Defining Identity in Health Care

“Identity” is a complex issue.

By Christine Wilson


We are all many things and identify ourselves in many ways. The concept of intersectionality has provided a framework for recognizing that each of us can be many things at once, a woman and a disabled person, an elite athlete and a gay person, a wife, mother and successful career woman.

 

There are identities that we are born with, those we choose or acquire, and also those which others assign us, often based on assumptions, judgements, stereotypes and biases. Identity, both in terms of how we define ourselves and how others define us has a deep and pervasive influence on how we interact with the health care system and whether we are able to achieve health equity in that system.

 

I recall a focus group in which a number of Black men living with HIV discussed their experiences with their providers. One man talked about how doctors automatically assumed that he was a drug user and sexually promiscuous because of his race and HIV status. He was neither and believed strongly that these assumptions were an obstacle to being able to communicate effectively and build mutual trust with his physicians, to be seen for who he actually was.

 

Kellen Baker, PhD is a transgender man, an identity that increasingly faces hostility and limitations to accessing the care individuals need to achieve health and well being. He says in his podcast for Advocates in Action, “I was literally unable to recognize my face in a mirror before I received gender affirming care that allowed me to be who I am, and that is something, that experience of being able to be fully in your body, to be fully who you are that I want for everybody. I want it for trans people, I want it for cisgender people, for young people and adults.”

 

Adrienne Moore is a Black woman, a two-time cancer survivor and advocate, who describes how she was denied care because she lost her health insurance and how her symptoms were ignored for months because “those symptoms are very common in Black women.” In her Advocates in Action podcast she talks about how her identity as an uninsured person made her feel “unworthy” of health care, and her identity as a Black woman made her feel unheard.

 

In this country, identity has a direct impact on access to and quality of care. People can be denied care because of their race or ethnicity, because they are poor or uninsured, or because their identity somehow is counter to some one’s cultural, religious or political beliefs, or their life choices or lives have led to difficult health care problems.

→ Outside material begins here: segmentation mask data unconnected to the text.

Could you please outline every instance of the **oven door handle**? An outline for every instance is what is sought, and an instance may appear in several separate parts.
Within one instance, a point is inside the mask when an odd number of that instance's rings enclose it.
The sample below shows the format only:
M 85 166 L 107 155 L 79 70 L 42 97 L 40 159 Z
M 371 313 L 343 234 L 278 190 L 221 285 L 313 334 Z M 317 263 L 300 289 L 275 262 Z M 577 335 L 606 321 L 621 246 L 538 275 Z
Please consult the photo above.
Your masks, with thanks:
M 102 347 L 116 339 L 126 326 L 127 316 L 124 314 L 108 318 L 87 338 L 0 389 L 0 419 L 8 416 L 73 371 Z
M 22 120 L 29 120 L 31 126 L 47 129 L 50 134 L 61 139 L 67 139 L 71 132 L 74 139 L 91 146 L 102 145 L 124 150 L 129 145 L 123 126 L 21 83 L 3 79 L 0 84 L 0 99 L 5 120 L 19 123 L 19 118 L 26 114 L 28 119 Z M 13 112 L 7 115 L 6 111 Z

Too often, the assumptions lie just beneath the surface. Black patients are underrepresented in clinical trials because doctors assume they are not interested or won’t adhere to the protocol. Patients who do not speak English as their first language are assumed to be unable to comprehend their medical care. Disabled persons encounter frequent obstacles to be heard, seen and acknowledged, all significant barriers to optimal health care and health equity.

 

It is important to bring these negative implicit and explicit biases to the surface and address them in conscious, systemic, action-oriented, accountable ways. But there is an even stronger, more compelling reason to recognize the positive potential of allowing every individual to be who and what they want to be and honor that universe of identities in our delivery of health care. Andrew Solomon, author of Far From the Tree, says, “When we forge meaning, we build identity,” and goes on to explain, “We are not finding fault or self-blaming, we are deciding for ourselves what we will make this mean.”

 

Kellen Baker summarizes the benefits of respecting our diverse identities and building that respect into our health care system in his podcast. “Justice,” he says, “is positive tension…There are so many opportunities…for everyone to get access to these benefits, these resources, these protections…to be ourselves, to be fully embodied, to be moving through the world as we were meant to be, and the power of the health care system to focus on that goal, bring us all together in that positive tension, that search for justice.”